Ass Immolation

In the movie “When Jews Were Funny,” Alan Zweig asks comedians about their experience of being a Jewish comedian.

When he asks some old school comics — Shelly Berman, Norm Crosby, Jack Carter, Shecky Greene — their answer was unanimous and dismissive.   They aren’t “Jewish Comedians.”  They are just comedians, like any others.

The younger comics don’t get this separation.  To them, being a Jew and being funny is just what people are, just what they learned as their parents pointed out who was Jewish on the Ed Sullivan show.

Zweig can’t see the point in his subjects rejection of the label “Jewish comedian.”  After all, they are Jewish, they are comics, it’s that simple, right?

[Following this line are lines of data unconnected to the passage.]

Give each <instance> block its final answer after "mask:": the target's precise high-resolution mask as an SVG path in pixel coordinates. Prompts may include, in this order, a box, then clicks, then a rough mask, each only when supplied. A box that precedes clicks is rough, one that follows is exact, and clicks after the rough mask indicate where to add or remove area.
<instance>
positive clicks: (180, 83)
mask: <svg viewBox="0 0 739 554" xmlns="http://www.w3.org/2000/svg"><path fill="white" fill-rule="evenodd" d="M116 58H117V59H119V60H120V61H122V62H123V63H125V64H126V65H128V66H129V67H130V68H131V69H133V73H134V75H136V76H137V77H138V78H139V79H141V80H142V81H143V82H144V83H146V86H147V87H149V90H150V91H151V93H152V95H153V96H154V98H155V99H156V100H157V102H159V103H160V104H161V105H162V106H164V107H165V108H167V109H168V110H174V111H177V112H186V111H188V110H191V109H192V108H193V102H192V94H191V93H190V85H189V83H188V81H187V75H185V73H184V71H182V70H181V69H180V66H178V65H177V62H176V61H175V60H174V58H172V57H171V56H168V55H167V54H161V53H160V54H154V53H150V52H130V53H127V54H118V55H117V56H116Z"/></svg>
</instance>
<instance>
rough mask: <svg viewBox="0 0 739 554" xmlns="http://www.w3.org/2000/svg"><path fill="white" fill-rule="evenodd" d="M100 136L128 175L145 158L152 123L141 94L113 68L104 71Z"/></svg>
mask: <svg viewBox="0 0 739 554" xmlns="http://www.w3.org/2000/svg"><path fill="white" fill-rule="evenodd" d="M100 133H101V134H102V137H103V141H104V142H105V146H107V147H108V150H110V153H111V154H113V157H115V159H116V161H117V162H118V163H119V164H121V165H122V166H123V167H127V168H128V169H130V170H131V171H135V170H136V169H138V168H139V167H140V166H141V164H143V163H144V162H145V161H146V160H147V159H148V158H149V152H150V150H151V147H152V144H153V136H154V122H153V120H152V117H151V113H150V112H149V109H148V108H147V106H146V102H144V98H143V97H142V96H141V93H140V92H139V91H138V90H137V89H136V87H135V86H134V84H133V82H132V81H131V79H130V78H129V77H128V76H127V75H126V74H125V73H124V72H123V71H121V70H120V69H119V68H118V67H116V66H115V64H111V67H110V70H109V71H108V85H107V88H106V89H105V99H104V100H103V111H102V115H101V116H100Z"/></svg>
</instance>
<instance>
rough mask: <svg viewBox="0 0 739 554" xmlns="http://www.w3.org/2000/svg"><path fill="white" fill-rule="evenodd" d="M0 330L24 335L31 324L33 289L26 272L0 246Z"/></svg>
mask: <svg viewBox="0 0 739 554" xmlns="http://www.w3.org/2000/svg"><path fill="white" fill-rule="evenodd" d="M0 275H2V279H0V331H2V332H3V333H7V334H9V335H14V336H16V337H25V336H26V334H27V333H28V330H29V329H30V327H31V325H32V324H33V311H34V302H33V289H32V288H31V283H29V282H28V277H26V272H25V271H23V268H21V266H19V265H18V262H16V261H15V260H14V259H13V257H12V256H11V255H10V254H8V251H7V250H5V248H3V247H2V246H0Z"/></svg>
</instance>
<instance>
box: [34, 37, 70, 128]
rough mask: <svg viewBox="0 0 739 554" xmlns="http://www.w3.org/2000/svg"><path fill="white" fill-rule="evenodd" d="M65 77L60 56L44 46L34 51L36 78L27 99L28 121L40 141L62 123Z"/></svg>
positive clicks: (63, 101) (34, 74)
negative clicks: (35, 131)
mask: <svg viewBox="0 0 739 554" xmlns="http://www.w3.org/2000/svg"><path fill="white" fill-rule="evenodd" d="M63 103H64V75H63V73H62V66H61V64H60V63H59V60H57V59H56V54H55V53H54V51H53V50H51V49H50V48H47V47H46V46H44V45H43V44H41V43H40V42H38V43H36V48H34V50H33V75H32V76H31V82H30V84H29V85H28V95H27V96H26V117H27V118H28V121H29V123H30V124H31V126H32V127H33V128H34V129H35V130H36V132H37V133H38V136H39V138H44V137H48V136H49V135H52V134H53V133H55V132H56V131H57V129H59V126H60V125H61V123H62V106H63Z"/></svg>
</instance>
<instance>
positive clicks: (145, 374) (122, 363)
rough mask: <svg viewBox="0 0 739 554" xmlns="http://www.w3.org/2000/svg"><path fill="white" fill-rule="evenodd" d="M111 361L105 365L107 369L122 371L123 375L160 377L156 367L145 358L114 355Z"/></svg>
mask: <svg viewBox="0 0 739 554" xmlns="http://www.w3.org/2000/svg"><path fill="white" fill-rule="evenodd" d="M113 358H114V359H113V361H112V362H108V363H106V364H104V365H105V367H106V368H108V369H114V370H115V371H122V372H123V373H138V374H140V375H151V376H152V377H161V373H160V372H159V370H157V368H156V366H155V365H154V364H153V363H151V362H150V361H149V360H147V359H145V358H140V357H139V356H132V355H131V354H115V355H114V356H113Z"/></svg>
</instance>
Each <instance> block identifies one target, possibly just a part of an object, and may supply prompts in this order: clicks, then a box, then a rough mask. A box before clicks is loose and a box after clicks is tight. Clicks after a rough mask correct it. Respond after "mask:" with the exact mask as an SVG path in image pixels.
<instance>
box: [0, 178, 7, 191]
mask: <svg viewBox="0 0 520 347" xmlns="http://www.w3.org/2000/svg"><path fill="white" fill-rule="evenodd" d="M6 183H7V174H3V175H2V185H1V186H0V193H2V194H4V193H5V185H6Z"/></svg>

But to the guys who fought their way up in that time, it’s not simple.  Not at all.

To them, their comedy careers were a path to wider success, to social acceptance, a path to assimilation.  Their goal was to break out of the ghetto, to not be Mickey Katz playing the Catskills, but rather to go mainstream, to break big, to get on the Sullivan show.   They knew the in-house Jewish comedians, and they knew they weren’t them.

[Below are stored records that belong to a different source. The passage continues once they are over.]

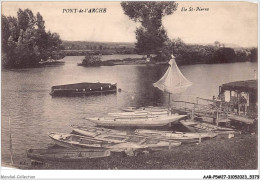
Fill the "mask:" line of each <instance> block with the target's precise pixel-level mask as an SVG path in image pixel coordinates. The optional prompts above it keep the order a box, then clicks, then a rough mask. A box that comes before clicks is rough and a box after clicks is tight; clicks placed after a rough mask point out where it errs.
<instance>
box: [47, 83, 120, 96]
mask: <svg viewBox="0 0 260 180" xmlns="http://www.w3.org/2000/svg"><path fill="white" fill-rule="evenodd" d="M116 92H117V84H110V83H76V84H67V85H59V86H53V87H52V88H51V93H50V95H51V96H81V95H99V94H110V93H116Z"/></svg>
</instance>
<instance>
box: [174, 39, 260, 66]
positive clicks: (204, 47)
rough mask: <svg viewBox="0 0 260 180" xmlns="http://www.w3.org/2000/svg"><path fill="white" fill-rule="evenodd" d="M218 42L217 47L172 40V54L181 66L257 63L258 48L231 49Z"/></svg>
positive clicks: (223, 44) (236, 48) (216, 43)
mask: <svg viewBox="0 0 260 180" xmlns="http://www.w3.org/2000/svg"><path fill="white" fill-rule="evenodd" d="M216 42H217V41H216ZM216 42H215V45H197V44H185V43H184V42H183V41H182V40H181V39H180V38H177V39H174V40H172V52H173V54H174V55H175V57H176V61H178V62H179V63H180V64H198V63H203V64H215V63H232V62H245V61H251V62H257V51H258V49H257V48H231V47H225V45H224V44H222V46H220V45H219V44H218V43H216Z"/></svg>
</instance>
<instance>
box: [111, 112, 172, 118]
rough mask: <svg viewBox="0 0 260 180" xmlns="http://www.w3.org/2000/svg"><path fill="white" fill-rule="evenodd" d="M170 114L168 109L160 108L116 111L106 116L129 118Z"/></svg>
mask: <svg viewBox="0 0 260 180" xmlns="http://www.w3.org/2000/svg"><path fill="white" fill-rule="evenodd" d="M167 114H170V112H169V111H168V110H162V111H146V110H142V111H138V110H136V111H132V112H118V113H108V116H112V117H121V118H123V117H125V118H131V117H147V116H161V115H167Z"/></svg>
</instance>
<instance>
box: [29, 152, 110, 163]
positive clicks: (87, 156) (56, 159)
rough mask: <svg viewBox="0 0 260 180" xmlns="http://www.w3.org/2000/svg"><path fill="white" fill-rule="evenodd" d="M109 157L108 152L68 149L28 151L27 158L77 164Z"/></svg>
mask: <svg viewBox="0 0 260 180" xmlns="http://www.w3.org/2000/svg"><path fill="white" fill-rule="evenodd" d="M110 155H111V153H110V151H108V150H97V149H95V150H94V149H92V150H68V149H29V150H27V157H28V158H30V159H32V160H36V161H41V162H79V161H84V162H86V161H89V160H96V159H101V158H107V157H109V156H110Z"/></svg>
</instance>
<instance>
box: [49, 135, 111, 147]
mask: <svg viewBox="0 0 260 180" xmlns="http://www.w3.org/2000/svg"><path fill="white" fill-rule="evenodd" d="M48 135H49V137H50V138H51V139H52V140H53V141H54V143H55V144H57V145H59V146H62V147H67V148H77V147H79V148H108V146H109V145H113V143H112V142H109V141H102V140H97V139H94V138H90V137H86V136H78V135H74V134H65V133H53V132H52V133H49V134H48Z"/></svg>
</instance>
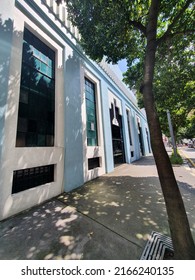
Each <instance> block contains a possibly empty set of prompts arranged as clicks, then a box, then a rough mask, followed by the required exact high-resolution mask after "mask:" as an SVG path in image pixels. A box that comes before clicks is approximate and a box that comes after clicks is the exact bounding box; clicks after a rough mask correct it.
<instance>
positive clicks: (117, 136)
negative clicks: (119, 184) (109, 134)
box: [110, 104, 125, 166]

Today, being Jewish isn’t such a big deal anymore.  The assimilation has come, and Jewish is just a flavour, not a barrier.  You can be Jewish and mainstream; no big whoop.

That wasn’t the case when these guys came up, though.  Assimilation required cleansing, required denial, required putting part of you in the closet so you didn’t spook the midwest.

Zweig doesn’t get this because he never experienced the ghetto, never faced the kind of broad-based antisemitism that lead to films like “Gentleman’s Agreement.”  He has never ever felt himself an outsider fighting to get in.   The idea is incomprehensible to him.

Outsiders know the cost of assimilation as a price to be paid, as a fight to be fought, in a way that people who never had to struggle to assimilate will never understand.

And transpeople?   Well, we are definitely outsiders, outside something most people see as a fundamental and very real split between the sexes in the sea of gender that they swim in and take as the only possible normal.

Is there any wonder we struggle so much with assimilation, with how to shape our expression so as not to frighten the rubes?  Pick a gender, stick with it, people taunt, unable to imagine the experience of being both and neither at the same time, unable to fathom the price of assimilation.

Today’s Jewish comedians live in a world where being Jewish is just something, not the one thing that defines you.  They feel no need to break out of that stereotype because the old chains have been broken by people who worked hard to smash the box that made “Jewish” a basis for prejudice & discrimination.

I know that the fight is important for those who come after us.   They will never need to know the price we paid for assimilation, and, as Zweig points out, will also never know the distinctly different culture of the ghetto, the humour that binds and lifts those who know themselves to be outsiders.

But the fight is still the fight, and for those of us born in the decade when Christine Jorgensen came back from Denmark, the struggle is on our skin.

Assimilation, well, it’s still a struggle.